Evonik is well on track in terms of free cash flow development. While free cash flow is usually negative in the second quarter because of variable compensation payments, it improved by €248 million and was positive at €56 million (prior year: -€192 million). This was primarily due to improved operating income.
“We are pleased to confirm the strong results that we already pre-released,” said Christian Kullmann, chairman of the Executive Board. “The implementation of strategic measures and a higher awareness of cost is increasingly reflected in our operating business development and a significantly improved cash flow.”
In the first half of the year 2018, Evonik generated sales of €7.5 billion and an adjusted EBITDA of €1.4 billion. Compared to the first half of 2017, sales rose by 4%, and adjusted EBITDA by 15%. The adjusted EBITDA margin rose from 17.0 to 18.8%. Free cash flow rose in the first half to €140 million (prior year: -€135 million).
Development in the Segments
The Resource Efficiency segment continued its stable and profitable development in the second quarter. Sales increased by 8% to €1.5 billion, while adjusted earnings were 15% above the same quarter of the previous year at €366 million. The adjusted EBITDA margin in the segment increased by 1.4 percentage points to 24.7%. Overall, the segment benefited from high capacity utilization and continuing high demand for silica, high-performance polymers, including for lightweight design, and for water-based, environmentally friendly paints and coatings from the Coating Additives business line.

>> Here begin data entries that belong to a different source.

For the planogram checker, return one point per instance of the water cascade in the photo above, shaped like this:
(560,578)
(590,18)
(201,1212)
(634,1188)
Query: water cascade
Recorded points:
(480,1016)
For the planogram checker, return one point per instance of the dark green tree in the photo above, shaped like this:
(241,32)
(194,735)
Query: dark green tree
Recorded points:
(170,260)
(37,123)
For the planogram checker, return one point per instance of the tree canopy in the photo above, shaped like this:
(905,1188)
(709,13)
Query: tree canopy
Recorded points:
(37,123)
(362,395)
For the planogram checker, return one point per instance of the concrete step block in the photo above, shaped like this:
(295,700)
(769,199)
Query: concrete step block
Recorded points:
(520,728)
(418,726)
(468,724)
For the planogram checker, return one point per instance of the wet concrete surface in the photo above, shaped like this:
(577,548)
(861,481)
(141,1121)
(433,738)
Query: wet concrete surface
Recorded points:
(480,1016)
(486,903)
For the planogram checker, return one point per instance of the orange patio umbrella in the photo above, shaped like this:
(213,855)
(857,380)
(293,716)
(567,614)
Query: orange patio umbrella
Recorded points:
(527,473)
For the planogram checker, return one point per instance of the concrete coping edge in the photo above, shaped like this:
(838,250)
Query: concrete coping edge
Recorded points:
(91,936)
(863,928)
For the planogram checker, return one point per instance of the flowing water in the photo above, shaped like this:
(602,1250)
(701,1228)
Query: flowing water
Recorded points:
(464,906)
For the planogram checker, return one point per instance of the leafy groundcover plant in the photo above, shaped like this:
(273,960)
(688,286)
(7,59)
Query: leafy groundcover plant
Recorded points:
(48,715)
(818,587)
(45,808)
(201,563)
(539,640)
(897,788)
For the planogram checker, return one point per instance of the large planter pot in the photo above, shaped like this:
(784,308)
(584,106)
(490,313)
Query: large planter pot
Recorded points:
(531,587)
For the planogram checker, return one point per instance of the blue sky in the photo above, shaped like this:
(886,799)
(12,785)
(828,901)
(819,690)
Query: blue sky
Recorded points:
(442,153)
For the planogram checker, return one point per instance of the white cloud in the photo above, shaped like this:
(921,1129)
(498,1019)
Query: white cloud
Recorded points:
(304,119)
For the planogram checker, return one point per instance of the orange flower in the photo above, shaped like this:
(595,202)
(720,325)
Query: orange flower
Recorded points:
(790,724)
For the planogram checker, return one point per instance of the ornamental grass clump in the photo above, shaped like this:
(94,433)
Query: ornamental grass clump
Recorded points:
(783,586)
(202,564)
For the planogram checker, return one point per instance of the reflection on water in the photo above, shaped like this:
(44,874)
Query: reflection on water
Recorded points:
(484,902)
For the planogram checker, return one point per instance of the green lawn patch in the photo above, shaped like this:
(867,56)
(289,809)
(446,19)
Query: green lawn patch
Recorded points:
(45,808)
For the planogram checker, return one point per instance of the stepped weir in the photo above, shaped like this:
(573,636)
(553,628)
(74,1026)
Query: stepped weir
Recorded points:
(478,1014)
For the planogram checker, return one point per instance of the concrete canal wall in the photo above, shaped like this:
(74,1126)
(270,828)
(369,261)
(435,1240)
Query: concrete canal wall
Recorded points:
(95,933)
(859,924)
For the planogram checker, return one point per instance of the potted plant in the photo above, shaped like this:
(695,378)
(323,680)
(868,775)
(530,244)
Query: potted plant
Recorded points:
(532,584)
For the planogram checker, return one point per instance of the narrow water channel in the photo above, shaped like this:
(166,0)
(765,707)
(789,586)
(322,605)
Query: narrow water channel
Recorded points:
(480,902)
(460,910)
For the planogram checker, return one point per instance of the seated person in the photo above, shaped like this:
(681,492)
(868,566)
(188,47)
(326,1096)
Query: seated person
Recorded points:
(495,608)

Sales in the Performance Materials segment reached €1.0 billion in the second quarter, 13% above the previous year. This was due to persistently high selling prices in the methacrylate business and an improved market environment for Performance Intermediates. The adjusted EBITDA improved by 17% to €196 million. The Performance Materials segment increased its adjusted EBITDA margin to 19.1% (prior-year: 18.5%).